Munroe Bergdorf was the first transgender model hired by L’Oréal to take part in a U.K. campaign. But after a controversial Facebook post in which Bergdorf attempted to speak to white supremacy following the racially-charged attacks in Charlottesville, Va., in 2017, L’Oréal cut ties with the British model.
While some took Bergdorf’s words as anti-white, many others stood by Bergdorf’s decision to speak out against racism and divisiveness.
“I’ve always been like this,” the DJ-turned-model and activist (@MunroeBergdorf) tells Chill. “I can’t fathom how people can keep things to themselves when they see things happening that are unjust or unfair. One of the blessings in disguise that has come with the whole L’Oréal thing, is that I was able to talk about things that weren’t only related to my gender.”
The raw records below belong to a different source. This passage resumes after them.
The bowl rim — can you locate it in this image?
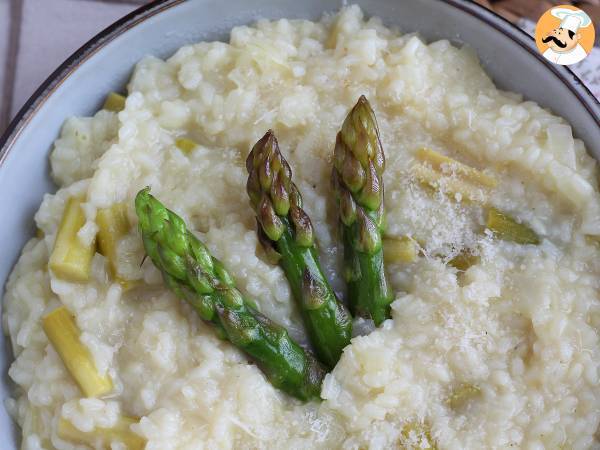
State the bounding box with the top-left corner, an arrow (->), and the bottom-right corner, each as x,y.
0,0 -> 600,165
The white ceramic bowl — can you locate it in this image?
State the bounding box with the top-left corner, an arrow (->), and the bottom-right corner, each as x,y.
0,0 -> 600,442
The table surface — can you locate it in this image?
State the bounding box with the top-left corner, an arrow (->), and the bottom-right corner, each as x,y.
0,0 -> 600,133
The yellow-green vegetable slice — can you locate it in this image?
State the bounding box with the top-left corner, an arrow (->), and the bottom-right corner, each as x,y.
48,197 -> 96,282
102,92 -> 127,112
42,306 -> 113,397
57,416 -> 146,450
486,208 -> 540,245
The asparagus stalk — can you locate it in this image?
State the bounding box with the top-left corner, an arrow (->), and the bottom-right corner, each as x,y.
135,188 -> 325,400
332,95 -> 392,325
246,130 -> 352,368
42,306 -> 113,397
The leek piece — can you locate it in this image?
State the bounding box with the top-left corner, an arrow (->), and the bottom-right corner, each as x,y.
175,138 -> 198,154
57,416 -> 146,450
102,92 -> 126,112
447,383 -> 481,409
448,250 -> 480,272
96,203 -> 131,277
486,208 -> 540,245
49,197 -> 96,282
383,236 -> 418,264
416,148 -> 498,188
413,164 -> 487,203
42,306 -> 113,397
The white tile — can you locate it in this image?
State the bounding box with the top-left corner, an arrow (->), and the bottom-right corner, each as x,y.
0,0 -> 10,129
10,0 -> 139,119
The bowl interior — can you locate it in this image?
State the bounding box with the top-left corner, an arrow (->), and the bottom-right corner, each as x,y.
0,0 -> 600,442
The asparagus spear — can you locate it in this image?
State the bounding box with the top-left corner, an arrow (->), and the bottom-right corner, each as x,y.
42,306 -> 113,397
332,95 -> 392,325
135,188 -> 325,400
246,130 -> 352,368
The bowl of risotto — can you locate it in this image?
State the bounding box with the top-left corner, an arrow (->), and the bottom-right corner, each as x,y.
0,0 -> 600,450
As author and star of the documentary What Makes a Woman? Bergdorf is outspoken on issues that impact her but makes sure to talk about her role as an ally to other important causes — like fighting Islamophobia, fatphobia, and police brutality, as well as promoting abortion rights. “You can’t expect other people to be there for you, if you’re not there for other people. I think it’s very, very important to remember that we are all privileged in some way, and it’s all about utilizing that privilege to help others.”
Earlier this year, Bergdorf was once again brought to task for things said on social media. Not long after she was appointed to advise a women and equality minister from U.K.’s Labour party, Bergdorf resigned after tweets from 2010 were called “offensive” by the British press.
In an apology post, Bergdorf characterized the tweets as “jokes made with friends who also identify as LGBT+ regarding a website called ‘Lesbians who look like Justin Bieber...’ They were in bad taste and certainly not reflective of who I am today.” Bergdorf added, “Who I was at 23 years old, is not who I am at 31.” Hear, hear.